Two frustrating EU summit meetings last week, with China and Russia, served to illustrate the EU's well-known difficulties in conducting foreign policy under its presently awkward institutional structure. These problems have propelled efforts to adopt the Lisbon Treaty, which will restructure how the EU manages its foreign policy representation and decision-making. Even with more coherent foreign policy machinery, however, the EU would still find it difficult to achieve its objectives in the case of difficult dialogue partners such as China and Russia.
The May 20 meeting in Prague with a visiting Chinese delegation marked the 11th EU-China summit since 1998. The Chinese government had canceled the previous session, scheduled for December 2008 in Lyon, to protest French President Nicolas Sarkozy's decision to meet with the Dalai Lama, the exiled Tibetan spiritual leader.

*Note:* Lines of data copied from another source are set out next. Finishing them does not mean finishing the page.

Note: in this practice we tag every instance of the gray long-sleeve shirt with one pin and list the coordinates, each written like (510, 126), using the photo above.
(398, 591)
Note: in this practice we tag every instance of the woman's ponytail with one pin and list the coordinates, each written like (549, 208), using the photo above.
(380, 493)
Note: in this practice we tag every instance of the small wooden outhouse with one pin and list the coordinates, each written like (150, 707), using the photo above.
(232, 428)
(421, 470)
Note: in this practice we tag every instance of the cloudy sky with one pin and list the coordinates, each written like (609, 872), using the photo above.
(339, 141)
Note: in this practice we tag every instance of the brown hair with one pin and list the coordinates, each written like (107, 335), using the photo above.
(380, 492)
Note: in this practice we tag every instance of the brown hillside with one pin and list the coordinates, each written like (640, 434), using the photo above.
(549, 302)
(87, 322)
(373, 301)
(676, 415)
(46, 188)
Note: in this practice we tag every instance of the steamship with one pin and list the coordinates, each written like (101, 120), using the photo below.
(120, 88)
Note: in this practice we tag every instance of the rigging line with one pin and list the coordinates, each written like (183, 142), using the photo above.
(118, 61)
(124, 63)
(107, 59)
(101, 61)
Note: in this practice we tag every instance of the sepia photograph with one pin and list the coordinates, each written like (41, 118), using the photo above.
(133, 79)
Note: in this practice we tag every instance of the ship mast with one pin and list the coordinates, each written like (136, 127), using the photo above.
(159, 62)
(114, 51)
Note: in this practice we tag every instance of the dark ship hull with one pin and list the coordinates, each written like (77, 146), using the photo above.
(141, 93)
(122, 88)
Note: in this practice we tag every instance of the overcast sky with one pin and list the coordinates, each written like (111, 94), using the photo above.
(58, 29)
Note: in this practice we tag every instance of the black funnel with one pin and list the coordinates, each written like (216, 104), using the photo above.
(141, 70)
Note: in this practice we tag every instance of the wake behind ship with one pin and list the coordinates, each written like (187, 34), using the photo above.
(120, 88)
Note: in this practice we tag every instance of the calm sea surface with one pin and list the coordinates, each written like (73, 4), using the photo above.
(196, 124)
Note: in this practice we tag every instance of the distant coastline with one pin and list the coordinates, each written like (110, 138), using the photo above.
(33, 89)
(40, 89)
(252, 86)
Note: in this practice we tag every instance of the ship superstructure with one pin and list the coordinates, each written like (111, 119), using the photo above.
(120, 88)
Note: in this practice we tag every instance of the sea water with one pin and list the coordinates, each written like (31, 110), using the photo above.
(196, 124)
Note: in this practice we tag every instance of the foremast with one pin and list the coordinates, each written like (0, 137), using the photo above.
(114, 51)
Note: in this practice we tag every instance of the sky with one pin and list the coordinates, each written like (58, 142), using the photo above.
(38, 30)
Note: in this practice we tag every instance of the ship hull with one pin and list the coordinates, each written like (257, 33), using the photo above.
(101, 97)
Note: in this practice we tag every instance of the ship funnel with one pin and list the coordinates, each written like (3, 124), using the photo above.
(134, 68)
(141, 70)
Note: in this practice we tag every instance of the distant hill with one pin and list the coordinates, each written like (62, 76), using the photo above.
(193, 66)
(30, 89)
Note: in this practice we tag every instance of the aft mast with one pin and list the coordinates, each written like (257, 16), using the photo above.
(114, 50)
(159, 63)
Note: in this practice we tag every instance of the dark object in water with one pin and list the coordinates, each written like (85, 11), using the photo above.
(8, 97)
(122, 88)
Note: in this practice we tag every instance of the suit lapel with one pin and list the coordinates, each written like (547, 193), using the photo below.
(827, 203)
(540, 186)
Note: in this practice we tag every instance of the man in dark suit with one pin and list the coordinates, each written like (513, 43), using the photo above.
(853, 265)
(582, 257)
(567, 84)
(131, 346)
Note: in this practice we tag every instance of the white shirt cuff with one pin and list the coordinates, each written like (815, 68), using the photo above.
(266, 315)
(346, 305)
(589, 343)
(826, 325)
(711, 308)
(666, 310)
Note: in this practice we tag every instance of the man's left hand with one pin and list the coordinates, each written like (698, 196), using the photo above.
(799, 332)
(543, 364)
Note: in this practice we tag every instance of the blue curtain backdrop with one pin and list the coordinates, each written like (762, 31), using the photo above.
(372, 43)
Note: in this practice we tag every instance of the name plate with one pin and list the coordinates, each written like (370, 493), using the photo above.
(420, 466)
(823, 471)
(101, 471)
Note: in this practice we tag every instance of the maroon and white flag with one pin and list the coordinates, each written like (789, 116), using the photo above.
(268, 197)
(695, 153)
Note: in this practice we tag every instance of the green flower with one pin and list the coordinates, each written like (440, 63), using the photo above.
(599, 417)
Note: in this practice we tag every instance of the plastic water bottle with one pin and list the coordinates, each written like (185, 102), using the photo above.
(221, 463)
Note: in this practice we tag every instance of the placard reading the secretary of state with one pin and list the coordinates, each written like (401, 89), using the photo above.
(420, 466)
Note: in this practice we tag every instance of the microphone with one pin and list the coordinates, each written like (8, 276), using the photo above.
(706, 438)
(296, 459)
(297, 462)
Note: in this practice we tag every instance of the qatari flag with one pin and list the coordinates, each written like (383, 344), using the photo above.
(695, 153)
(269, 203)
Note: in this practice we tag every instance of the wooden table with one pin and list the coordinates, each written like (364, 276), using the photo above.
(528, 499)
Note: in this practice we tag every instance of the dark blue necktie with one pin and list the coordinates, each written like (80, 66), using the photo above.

Before last week's meeting, Serge Abou, head of delegation of the European Commission to China, optimistically expressed the EU's desire that the talks "reaffirm the ever-strengthening partnership of the European Union and China in addressing the major challenges facing the globe today -- environmental, economic, political and security."
But in a measure of the numerous differences still confronting that partnership, the two parties failed to reconcile the lengthy drafts submitted by both sides on issues of mutual concern. Instead, they issued a one-page joint statement filled with vague language that skirted all the key issues.